Fewer subjective than objective perspectives were gathered, but an increase of papers during the last five years is notable. The literature could confirm lower feelings of loneliness, more time spent with family and friends, and higher vitality after AT (Avila-Palencia et al., 2018; Tamminen et al., 2020), but the research was not fully consistent. Longitudinal effects of AT on self-rated health were found for cycling only (de Haas et al., 2021; Mytton, Panter, & Ogilvie, 2016b). Also, the authors highlighted that the effect of cycling on self-rated health is stronger than the reverse effect, and that those effects increased with travel distance. Avila-Palencia et al. (2018) also found positive associations of car travel on lower feelings of loneliness and Masterson and Phillips (2022) did not find any associations between AT and self-rated health.

Strengths and limitations

The strengths of this scoping review include the large databases searched, the large samples, and the holistic health approaches. Due to the variety and distribution of participants included in this review, risks of selection bias—which often occurs in intervention trials—are not expected to be present. Our scoping review can therefore help to give a broad overview and identify trends and research gaps. The extracted longitudinal studies help to foster such trends and allow inference of causal directions, i.e., the impact of AT on health, with the use of large sample sizes.

The scoping review also has some limitations. Including cross-sectional data is the main limitation since only associations and hints on evidence can be revealed. Based on the cross-sectional data, this review cannot answer the question if AT leads to improved health or if rather healthier individuals are more inclined to travel in an active mode (Kroesen & de Vos, 2020). Also, we identified some measurement and methodological issues. Numerous self-reported measurement tools such as questionnaires were used, which minimizes the objectiveness of the outcomes to a certain extent. No research gathered data of types of AT other than walking or cycling. Furthermore, there were inconsistencies in how AT was compared to non-active modes of travel, i.e., car or other motorized travel, or PT, and the categorization of AT across different studies (i.e., yes/no vs. minutes of AT with certain thresholds).


Active travel (AT), e.g., walking and cycling, can enhance several health parameters such as lowering the risk of obesity or result in greater cardiovascular and physical fitness. Therefore, AT can serve as a contribution to enhancing public health.

Still, not enough research has been done to disentangle which mode of AT is the best for health, but cycling does appear favorable when it comes to health benefits.
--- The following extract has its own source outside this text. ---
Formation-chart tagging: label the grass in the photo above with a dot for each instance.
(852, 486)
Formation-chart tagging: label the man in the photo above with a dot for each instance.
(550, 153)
It is also unclear whether health-promoting parameters or subjective health can be influenced in the same way as disease-preventing factors. Further longitudinal research is strongly recommended. Nonetheless, in times of increasing prevalence of noncommunicable diseases (NCD), world inactivity, and the need for societal transformation toward more sustainability, AT can play an important role in addressing these challenges.